Bismarck en 1894
Bref regard circulaire sur les murs de ma chambre d’hôtel : quelques reproductions de scènes de chasse sans intérêt, un crucifix… et surtout, une photographie de Bismarck.
Rêveur, je repense à l’oeuvre du grand homme.
Cette Allemagne qu’il a su constituer d’une main de fer : alors que le Reich n’est juridiquement qu’une alliance perpétuelle d’Etats (Bavière, Prusse, Hesse, Saxe…) qui mettent en commun une partie de leurs droits souverains, le monde entier contemple à présent un Empire puissant, unifié monétairement et militairement.

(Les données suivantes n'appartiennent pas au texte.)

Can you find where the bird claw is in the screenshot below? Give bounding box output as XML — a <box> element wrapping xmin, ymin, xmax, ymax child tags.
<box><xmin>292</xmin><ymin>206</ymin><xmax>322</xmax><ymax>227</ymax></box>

L’union douanière intérieure -la « Zollverein » – favorise l’expansion commerciale depuis cinquante ans. Le droit interne est aussi profondément remanié, modernisé et codifié : un Code civil en phase avec les exigences sociales du XXème siècle a vu le jour au début de la décennie. Les lois bancaires et industrielles favorisent une puissance économique qui fait de l’Allemagne le premier producteur d’acier au monde, loin devant l’Angleterre. Les universités de Munich, Berlin ou Heidelberg (pour ce citer que celles-là) attirent les étudiants du monde entier persuadés d’y trouver un enseignement du meilleur niveau.
Je reviens sur Bismarck : le portrait mural est bien traditionnel. La fameuse moustache, le regard que l’on imagine bleu et dur, le casque à pointe : presque une caricature.
Décédé depuis dix ans déjà, il était devenu, après son départ du pouvoir en 1890, une légende vivante. Les journalistes ne cessaient de venir recueillir précieusement ses confidences dans sa maison de Sachsenwald, près de Hambourg. Ses commentaires habiles et cruels sur ses successeurs faisaient le tour des salons berlinois et influençaient l’opinion publique.
Un livre sur la table de chevet : » Pensées et Souvenirs » … toujours de Bismarck, à côté de la traditionnelle Bible. Je sens que le directeur de l’hôtel veut guider ses clients dans leurs lectures ! Pourquoi pas ? J’ai du temps devant moi. Les premiers entretiens avec les fonctionnaires allemands ne sont prévus que pour demain. Il me reste donc une fin de journée et une longue soirée à passer avec le grand homme.
Serviteur d’une troisième République compliquée, je ne peux a priori qu’être attiré par celui qui disait :
» En politique, il faut suivre le droit chemin. On est sûr de n’y rencontrer personne. »
A suivre…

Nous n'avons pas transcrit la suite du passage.